Sources confirm Microsoft is buying 3DV Systems

A report surfaced last week that Microsoft was buying 3DV Systems, a company that makes motion-detection technology, for $35 million. My sources confirm that this is true.

Microsoft and 3DV declined to comment to me last week.

Motion-detection will be big for the future direction of Microsoft, as it reacts to the Nintendo Wii, which revolutionized the game console industry with its motion detection technology.

As I’ve mentioned, buying 3DV would be the opening gambit in a next-generation user interface battle. It has bearing on the future video game console war, but also likely involve the future of gesture controls for the PC and TV.

The purchase price was very small, thanks to the weak economy and the long gestation that this technology is going through. 3DV has raised $38.5 million. 3DV’s investors include Elron, a member of Nochi Dankner’s IDB group, Pitango, Kleiner Perkins Caufield & Byers, and RDC Rafael Development Corp.

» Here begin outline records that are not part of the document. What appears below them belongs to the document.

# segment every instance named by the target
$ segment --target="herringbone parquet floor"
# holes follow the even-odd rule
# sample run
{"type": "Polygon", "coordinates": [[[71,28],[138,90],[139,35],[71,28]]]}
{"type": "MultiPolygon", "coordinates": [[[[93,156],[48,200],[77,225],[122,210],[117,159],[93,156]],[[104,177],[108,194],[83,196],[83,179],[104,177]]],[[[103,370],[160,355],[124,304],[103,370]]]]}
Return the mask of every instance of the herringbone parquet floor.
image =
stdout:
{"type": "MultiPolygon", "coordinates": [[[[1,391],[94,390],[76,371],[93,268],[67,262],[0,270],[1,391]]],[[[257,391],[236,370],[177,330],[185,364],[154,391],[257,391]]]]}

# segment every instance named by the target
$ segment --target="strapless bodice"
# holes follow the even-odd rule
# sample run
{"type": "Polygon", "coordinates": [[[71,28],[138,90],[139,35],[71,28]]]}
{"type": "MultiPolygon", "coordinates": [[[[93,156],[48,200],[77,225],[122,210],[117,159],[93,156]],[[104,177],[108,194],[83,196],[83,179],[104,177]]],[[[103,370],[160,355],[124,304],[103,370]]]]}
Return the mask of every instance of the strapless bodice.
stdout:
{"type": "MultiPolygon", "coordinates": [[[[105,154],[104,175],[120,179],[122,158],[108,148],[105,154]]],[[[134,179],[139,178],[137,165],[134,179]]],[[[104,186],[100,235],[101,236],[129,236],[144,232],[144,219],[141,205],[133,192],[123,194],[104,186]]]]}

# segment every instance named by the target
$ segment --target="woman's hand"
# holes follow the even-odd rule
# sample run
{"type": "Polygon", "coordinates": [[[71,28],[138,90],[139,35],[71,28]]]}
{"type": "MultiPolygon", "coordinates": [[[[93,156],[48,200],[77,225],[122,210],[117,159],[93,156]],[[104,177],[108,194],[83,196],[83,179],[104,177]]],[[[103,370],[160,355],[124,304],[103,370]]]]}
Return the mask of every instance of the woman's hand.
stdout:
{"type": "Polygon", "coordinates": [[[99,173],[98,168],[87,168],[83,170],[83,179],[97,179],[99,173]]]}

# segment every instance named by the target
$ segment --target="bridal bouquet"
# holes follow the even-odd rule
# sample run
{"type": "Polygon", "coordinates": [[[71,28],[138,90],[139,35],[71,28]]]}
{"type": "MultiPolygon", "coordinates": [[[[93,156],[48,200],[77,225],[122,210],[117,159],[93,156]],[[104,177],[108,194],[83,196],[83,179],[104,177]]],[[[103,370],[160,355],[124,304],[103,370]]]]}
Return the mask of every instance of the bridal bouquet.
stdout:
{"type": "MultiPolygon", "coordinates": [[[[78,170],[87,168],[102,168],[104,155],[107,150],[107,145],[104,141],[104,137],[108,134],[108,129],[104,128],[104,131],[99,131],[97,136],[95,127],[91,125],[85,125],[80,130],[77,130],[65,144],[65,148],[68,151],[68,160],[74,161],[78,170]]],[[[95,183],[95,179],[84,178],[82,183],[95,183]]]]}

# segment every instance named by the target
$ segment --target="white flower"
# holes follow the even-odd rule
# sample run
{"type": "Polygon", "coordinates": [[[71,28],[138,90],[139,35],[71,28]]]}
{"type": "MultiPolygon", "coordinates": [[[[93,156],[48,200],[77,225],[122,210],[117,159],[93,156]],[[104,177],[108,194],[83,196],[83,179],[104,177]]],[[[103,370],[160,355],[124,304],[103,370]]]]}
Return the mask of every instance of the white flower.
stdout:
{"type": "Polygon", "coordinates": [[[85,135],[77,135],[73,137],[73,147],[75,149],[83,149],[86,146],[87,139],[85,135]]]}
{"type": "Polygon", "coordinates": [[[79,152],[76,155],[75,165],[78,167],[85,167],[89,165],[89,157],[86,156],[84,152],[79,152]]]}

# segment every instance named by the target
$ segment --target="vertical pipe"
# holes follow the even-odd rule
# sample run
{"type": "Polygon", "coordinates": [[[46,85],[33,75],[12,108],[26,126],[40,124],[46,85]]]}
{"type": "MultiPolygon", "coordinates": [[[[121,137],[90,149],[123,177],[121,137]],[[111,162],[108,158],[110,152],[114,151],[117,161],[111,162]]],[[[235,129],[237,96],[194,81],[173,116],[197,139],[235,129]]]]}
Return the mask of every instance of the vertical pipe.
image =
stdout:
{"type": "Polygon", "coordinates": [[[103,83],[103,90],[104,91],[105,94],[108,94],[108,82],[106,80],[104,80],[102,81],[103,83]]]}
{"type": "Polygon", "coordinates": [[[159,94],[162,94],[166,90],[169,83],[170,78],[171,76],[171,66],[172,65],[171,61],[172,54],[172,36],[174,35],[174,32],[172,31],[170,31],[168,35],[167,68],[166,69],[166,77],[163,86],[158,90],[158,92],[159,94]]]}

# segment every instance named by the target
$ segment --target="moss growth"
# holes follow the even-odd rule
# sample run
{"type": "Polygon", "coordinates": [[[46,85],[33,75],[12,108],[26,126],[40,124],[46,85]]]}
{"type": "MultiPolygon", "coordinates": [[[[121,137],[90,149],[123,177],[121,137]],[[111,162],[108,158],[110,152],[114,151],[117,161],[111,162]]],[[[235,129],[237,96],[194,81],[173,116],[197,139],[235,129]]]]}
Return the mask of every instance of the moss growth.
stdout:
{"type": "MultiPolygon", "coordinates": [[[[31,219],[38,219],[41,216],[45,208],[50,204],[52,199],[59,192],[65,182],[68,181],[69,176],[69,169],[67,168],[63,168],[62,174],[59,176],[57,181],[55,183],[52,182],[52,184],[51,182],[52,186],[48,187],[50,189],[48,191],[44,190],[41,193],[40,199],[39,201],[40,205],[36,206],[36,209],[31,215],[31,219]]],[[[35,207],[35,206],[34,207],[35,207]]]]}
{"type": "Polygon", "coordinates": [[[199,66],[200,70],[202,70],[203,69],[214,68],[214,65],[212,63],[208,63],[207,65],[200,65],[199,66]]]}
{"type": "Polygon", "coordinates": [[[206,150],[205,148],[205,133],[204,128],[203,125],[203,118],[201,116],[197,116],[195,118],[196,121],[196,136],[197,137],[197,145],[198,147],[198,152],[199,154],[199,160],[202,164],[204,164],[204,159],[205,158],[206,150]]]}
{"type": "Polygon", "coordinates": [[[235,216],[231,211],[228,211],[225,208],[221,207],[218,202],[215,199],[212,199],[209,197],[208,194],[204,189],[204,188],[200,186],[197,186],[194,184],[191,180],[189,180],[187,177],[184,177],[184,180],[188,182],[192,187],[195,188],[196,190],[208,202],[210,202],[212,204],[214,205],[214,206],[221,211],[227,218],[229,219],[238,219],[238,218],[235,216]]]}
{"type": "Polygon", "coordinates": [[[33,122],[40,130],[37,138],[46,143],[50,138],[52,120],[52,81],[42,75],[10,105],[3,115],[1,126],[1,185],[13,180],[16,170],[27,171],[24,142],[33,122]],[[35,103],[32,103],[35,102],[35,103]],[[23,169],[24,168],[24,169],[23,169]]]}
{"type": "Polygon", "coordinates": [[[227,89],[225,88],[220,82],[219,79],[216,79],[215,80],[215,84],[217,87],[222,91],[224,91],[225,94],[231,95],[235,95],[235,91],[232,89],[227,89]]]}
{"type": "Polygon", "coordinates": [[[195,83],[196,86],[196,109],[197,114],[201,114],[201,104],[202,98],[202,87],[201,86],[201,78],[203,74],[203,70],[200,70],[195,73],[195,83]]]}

3DV has been working on its ZCams for some time. These cameras function much like Sony’s EyeToy, but they’re much more accurate at detecting motion. That’s because they’re 3-D depth cameras, which sense how far away an object is from the camera. In the camera’s black-and-white imaging, the closer objects are lighter and the more distant objects are darker. The camera captures the locations of objects many times per second, so it can detect an object and its trajectory, making it perfect for game control purposes.

When I did a demo of the technology, I was able to control a game just by waving my arms around. I could fly a plane by pretending to hold a joystick and also box against a virtual fighter by throwing punches toward the camera. The motion detection was accurate, much more so than with the Wii, which uses relatively cheap but primitive accelerometers and infrared technology for motion detection.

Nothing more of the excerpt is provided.